Using this example data:
library(tidyverse)
set.seed(123)
df <- data_frame(X1 = rep(LETTERS[1:4], 6),
X2 = sort(rep(1:6, 4)),
ref = sample(1:50, 24),
sampl1 = sample(1:50, 24),
var2 = sample(1:50, 24),
meas3 = sample(1:50, 24))
I can use summarise_at()
to count the number of values in a subset of columns:
df %>% summarise_at(vars(contains("2")), funs(sd_expr = n() ))

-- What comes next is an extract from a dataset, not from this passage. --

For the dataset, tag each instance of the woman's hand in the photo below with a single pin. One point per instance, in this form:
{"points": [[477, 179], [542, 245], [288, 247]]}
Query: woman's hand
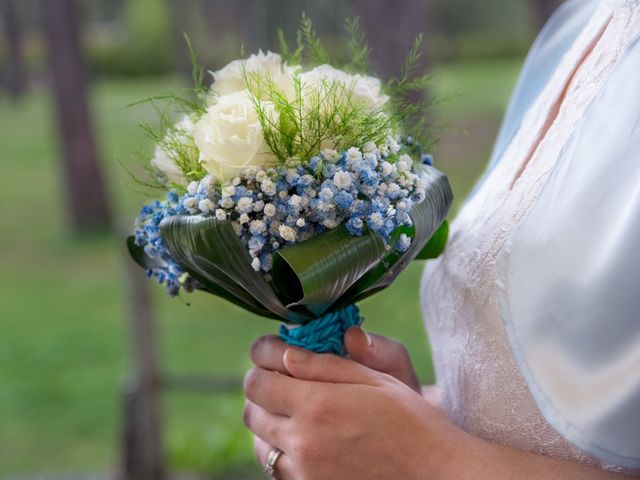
{"points": [[336, 418], [374, 351]]}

This isn't very exciting as it is the same as the number of rows. However it would be useful in a table with a nested column with each cell containing a data frame with a differing number of rows in each cell.
For example,
df %>%
mutate_at(vars(-one_of(c("X1", "X2", "ref"))), funs(first = . - ref)) %>%
mutate_at(vars(contains("first")), funs(second = . *2 )) %>%
nest(-X1) %>%
mutate(mean = map(data,
~ summarise_at(.x, vars(contains("second")),
funs(mean_second = mean(.) ))),
n = map(data,
~ summarise_at(.x, vars(contains("second")),
funs(n_second = n() ))) ) %>%
unnest(mean, n)
However I get the error:
Error in mutate_impl(.data, dots) : Evaluation error: Can't create call to non-callable object.
Why does the mean()
function work in this context and n()
does not?
Now a couple of work arounds could be either:
n = map(data, ~ summarise_at(.x, vars(contains("second")),
funs(n_second = length(unique(.)) )))
but this is not robust to when there are identical values on different rows or alternatively:
n = map(data, ~ nrow(.x) )
but this does not allow me to build more complicated summarise_at()
functions which is what I'm really aiming for. Ultimately I'd like to do something like this to calculate standard errors:
se = map(data, ~ summarise_at(.x, vars(contains("second")),
funs(se_second = sd(.)/sqrt(n()) )))
Why is n()
not doing what I think it should do in this situation?